In my session, the process of switching drivers wasn’t smooth. The current driver would push to github and stop screen sharing; the new driver would start screen sharing and pull from github. In principle that sounds pretty straightforward, but in practice it turned out to be cumbersome. With a three-minute timer, we spent as much time doing the switch as we did doing the kata.

The process of switching drivers in Woody’s sessions was better than in mine, mainly (I think) because they were using Cyber Dojo instead of individual local setups. They still used the procedure of stopping the screen share and having the new driver start sharing, but they only had to press “Test” instead of doing git push and pull.

The process of switching in Jeff’s session was the best of the three. They used the open-source tool mob to support changing drivers. The experience was much smoother than in the other sessions, where we didn’t use any special tools to support the mobbing process as such.

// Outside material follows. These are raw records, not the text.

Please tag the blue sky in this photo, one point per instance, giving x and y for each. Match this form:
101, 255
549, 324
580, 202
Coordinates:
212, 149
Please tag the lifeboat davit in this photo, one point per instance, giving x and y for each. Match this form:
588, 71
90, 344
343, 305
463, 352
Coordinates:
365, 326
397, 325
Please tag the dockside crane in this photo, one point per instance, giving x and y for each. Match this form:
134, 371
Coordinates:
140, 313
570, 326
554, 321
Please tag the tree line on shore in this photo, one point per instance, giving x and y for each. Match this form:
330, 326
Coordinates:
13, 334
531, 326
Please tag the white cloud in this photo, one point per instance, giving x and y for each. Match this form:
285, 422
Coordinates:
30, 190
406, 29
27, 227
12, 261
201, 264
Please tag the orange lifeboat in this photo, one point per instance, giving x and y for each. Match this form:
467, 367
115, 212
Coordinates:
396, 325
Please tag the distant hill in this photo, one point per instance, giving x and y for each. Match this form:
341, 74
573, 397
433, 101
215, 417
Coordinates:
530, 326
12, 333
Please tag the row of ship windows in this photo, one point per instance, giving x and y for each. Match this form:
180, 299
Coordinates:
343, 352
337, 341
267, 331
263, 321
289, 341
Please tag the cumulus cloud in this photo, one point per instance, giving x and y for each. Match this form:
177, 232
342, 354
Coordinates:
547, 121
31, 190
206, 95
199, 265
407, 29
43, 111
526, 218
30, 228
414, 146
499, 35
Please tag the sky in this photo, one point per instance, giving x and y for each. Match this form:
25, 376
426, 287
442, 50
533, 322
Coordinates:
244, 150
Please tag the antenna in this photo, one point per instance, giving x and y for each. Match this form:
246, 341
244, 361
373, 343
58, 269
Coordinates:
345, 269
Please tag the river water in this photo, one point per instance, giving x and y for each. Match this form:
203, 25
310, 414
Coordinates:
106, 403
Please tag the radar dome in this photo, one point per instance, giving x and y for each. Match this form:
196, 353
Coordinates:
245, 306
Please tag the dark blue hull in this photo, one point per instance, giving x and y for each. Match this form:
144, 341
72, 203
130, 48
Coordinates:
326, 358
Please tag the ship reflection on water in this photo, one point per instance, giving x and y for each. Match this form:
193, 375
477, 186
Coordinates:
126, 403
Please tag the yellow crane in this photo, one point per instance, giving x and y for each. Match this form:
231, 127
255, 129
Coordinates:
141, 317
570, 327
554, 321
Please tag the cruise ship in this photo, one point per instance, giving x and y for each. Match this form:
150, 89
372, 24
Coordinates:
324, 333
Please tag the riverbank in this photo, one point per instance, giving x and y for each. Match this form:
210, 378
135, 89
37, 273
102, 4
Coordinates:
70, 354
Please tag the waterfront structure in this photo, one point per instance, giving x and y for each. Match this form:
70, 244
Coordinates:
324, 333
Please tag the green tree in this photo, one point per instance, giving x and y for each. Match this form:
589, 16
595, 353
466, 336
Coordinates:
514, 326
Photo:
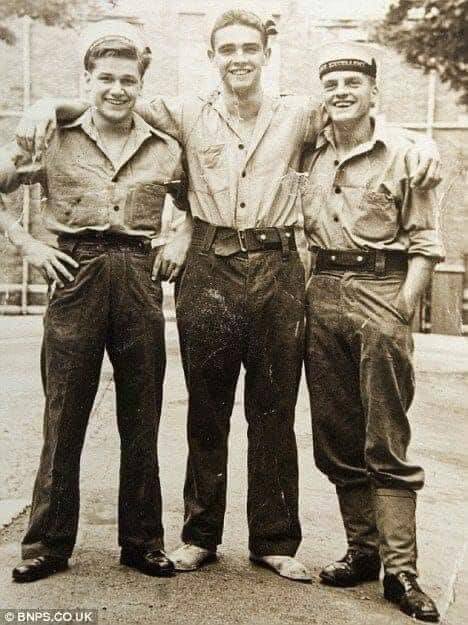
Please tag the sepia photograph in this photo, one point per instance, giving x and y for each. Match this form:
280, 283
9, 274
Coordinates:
233, 312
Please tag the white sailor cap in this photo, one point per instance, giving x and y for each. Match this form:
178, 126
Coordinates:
347, 55
112, 29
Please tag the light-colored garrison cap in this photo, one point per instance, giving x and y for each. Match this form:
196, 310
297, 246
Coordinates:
113, 29
347, 56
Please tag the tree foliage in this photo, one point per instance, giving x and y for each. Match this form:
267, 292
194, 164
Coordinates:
64, 13
432, 34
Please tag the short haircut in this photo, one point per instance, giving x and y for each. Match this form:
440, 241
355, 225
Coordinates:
116, 47
239, 16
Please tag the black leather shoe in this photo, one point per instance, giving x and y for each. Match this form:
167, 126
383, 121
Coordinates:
154, 563
404, 590
38, 568
354, 568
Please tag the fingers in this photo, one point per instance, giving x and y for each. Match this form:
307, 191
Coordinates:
25, 135
68, 259
432, 176
156, 266
174, 272
61, 269
44, 129
51, 274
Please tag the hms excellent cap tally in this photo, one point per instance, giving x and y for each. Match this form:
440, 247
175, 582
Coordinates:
347, 56
111, 28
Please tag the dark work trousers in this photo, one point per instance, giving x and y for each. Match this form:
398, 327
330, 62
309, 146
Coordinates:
112, 304
247, 308
361, 380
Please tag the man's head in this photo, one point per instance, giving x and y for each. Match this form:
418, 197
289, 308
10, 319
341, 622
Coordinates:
239, 49
114, 70
348, 76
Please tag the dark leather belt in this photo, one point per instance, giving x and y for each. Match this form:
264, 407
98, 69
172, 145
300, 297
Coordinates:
226, 241
379, 262
104, 239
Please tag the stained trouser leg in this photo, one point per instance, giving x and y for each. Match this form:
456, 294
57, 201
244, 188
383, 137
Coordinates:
210, 319
273, 362
75, 327
137, 352
338, 422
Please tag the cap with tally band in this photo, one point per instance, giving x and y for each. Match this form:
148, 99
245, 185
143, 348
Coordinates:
347, 56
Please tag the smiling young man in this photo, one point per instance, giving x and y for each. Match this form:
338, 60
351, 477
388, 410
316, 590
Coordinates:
241, 297
105, 177
375, 243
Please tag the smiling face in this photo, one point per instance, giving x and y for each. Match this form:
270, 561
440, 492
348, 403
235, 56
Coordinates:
348, 95
114, 84
239, 56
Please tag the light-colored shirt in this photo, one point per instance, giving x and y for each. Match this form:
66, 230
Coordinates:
237, 183
83, 189
365, 200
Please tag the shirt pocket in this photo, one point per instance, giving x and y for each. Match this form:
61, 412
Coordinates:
214, 172
376, 219
72, 205
144, 206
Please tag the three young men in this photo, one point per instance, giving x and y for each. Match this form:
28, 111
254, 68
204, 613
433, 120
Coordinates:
105, 178
375, 242
241, 297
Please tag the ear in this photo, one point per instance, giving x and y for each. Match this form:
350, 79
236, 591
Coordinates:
267, 55
374, 95
87, 81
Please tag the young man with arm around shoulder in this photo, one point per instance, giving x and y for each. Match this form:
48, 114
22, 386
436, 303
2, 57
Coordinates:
375, 243
105, 176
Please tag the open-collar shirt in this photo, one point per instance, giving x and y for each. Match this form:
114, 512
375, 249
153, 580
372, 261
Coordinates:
364, 201
85, 191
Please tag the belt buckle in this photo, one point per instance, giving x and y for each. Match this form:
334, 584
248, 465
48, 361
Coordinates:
242, 241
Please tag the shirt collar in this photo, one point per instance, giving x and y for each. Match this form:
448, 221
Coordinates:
141, 129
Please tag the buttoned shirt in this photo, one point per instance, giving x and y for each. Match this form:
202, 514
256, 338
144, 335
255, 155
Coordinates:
233, 182
85, 191
364, 201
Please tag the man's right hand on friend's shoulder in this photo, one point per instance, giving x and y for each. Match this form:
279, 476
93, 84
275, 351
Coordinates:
36, 127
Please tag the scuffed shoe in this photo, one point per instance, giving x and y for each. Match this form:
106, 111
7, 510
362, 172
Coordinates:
191, 557
153, 562
354, 568
286, 566
404, 590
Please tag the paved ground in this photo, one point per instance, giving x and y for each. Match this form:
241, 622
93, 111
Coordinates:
231, 591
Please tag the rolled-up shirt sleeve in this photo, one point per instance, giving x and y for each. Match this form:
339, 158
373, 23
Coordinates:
420, 220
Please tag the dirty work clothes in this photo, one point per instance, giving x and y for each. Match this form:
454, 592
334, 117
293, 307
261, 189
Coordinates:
360, 379
112, 304
364, 201
83, 189
243, 309
232, 183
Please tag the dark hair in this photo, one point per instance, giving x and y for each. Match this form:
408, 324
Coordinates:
117, 47
239, 16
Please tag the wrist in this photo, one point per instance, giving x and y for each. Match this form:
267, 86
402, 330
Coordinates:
18, 237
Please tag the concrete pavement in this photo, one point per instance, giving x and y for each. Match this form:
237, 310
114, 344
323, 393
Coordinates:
231, 591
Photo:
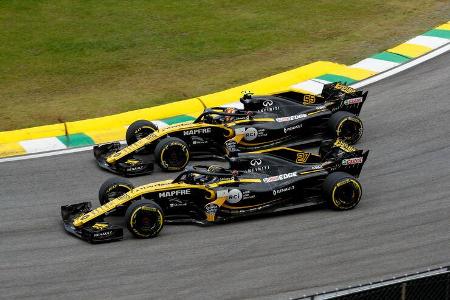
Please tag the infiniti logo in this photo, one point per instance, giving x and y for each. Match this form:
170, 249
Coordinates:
255, 162
268, 103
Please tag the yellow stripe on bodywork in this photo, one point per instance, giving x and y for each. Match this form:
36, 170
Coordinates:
410, 50
246, 180
136, 192
106, 136
156, 135
353, 73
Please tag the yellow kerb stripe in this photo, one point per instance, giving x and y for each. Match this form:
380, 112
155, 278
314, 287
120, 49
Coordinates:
11, 149
444, 26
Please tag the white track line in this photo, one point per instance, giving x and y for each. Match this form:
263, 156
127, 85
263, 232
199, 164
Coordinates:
359, 84
403, 67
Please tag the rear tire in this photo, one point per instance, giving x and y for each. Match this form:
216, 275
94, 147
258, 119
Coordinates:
144, 219
139, 130
346, 126
342, 191
172, 154
112, 188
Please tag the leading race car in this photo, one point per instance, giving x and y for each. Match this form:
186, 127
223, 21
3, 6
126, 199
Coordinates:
265, 122
256, 183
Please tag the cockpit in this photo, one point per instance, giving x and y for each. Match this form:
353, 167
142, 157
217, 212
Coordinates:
221, 115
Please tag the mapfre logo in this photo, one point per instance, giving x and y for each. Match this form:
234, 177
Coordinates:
353, 101
255, 162
352, 161
280, 177
267, 103
197, 131
174, 193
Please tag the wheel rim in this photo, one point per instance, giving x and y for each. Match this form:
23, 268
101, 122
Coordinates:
143, 132
175, 156
116, 192
349, 131
146, 221
347, 195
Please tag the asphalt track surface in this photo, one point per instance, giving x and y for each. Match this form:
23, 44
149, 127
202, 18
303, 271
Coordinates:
401, 225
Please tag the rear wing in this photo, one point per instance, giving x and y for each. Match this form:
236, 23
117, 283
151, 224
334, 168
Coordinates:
336, 95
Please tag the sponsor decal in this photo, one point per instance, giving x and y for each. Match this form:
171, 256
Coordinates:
177, 203
262, 132
248, 195
174, 193
352, 161
211, 208
268, 106
353, 101
135, 168
344, 146
197, 131
258, 169
291, 118
302, 157
283, 190
255, 162
309, 99
292, 128
250, 134
199, 142
103, 234
344, 88
280, 177
267, 103
269, 109
234, 196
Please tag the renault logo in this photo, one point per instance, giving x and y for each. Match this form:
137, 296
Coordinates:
255, 162
268, 103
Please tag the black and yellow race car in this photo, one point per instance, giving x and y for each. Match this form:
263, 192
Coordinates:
264, 122
255, 183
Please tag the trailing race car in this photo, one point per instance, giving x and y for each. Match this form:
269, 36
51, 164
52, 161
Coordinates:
256, 183
265, 122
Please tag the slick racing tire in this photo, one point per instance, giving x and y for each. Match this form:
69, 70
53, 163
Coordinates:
112, 188
144, 219
346, 126
172, 154
342, 191
139, 130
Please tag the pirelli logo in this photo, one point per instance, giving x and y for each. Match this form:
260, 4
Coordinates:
352, 161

Things to try differently:

  1. Accept fewer people into the group. My session had 10, and in a 90-minute time-box we were not able to have everyone rotate through twice. Some people only had one opportunity to act as navigator and driver.
  2. Increase the time limit for driver rotations. While a three-minute timer works well for collocated teams, when you have to manually stop/start screen sharing and do push/pull commands, the overhead of switching drivers can chew up a lot of time. A five-minute timer may be preferable. (Thanks to Eswaran Balakrishnan for this suggestion.) That also means fewer rotations are possible, so you’d want to limit participation, as well. If you can solve this problem in the “other direction,” by obtaining suitable remote collaboration tools so you can support more rotations of shorter duration, it would be preferable.
  3. If you can use development tools that support remote collaboration, they can save some trouble when switching drivers. Microsoft VisualStudio and VSCode have a feature called “live share” that works well. IntelliJ IDEA lacks such a feature, but there are open source projects you can look for that are trying to support it. I can’t vouch for them personally. There used to be a plugin for Eclipse that supported remote collaboration, but it is no more. Screenhero has bit the dust, and isn’t what Screenhero was.
  4. The “mob” tool mentioned above seems to work quite well, and alleviates most of the hassles of switching drivers. If you will be using Github as your version control system, this is a good solution.
  5. Consider keeping the driver in place long term while switching navigators. That way, there is only one development environment and one copy of the code base in play. The driver can keep screen sharing going the whole time. You might want to switch drivers occasionally so that everyone has a chance to work as the navigator; or you might have a facilitator or helper available who is willing to be the permanent driver. Bear in mind this approach might interfere with some of the value added by mob programming. I suggest it only as a workaround for excessive driver-switching overhead. (Thanks to Eswaran Balakrishnan for this suggestion.)


Those are the main things I’ve learned this week from various remote Mob Programming experience. I think it’s a very promising way of working, and I hope people will continue to offer remote mobbing sessions and participate in them, so we can learn how to run them effectively.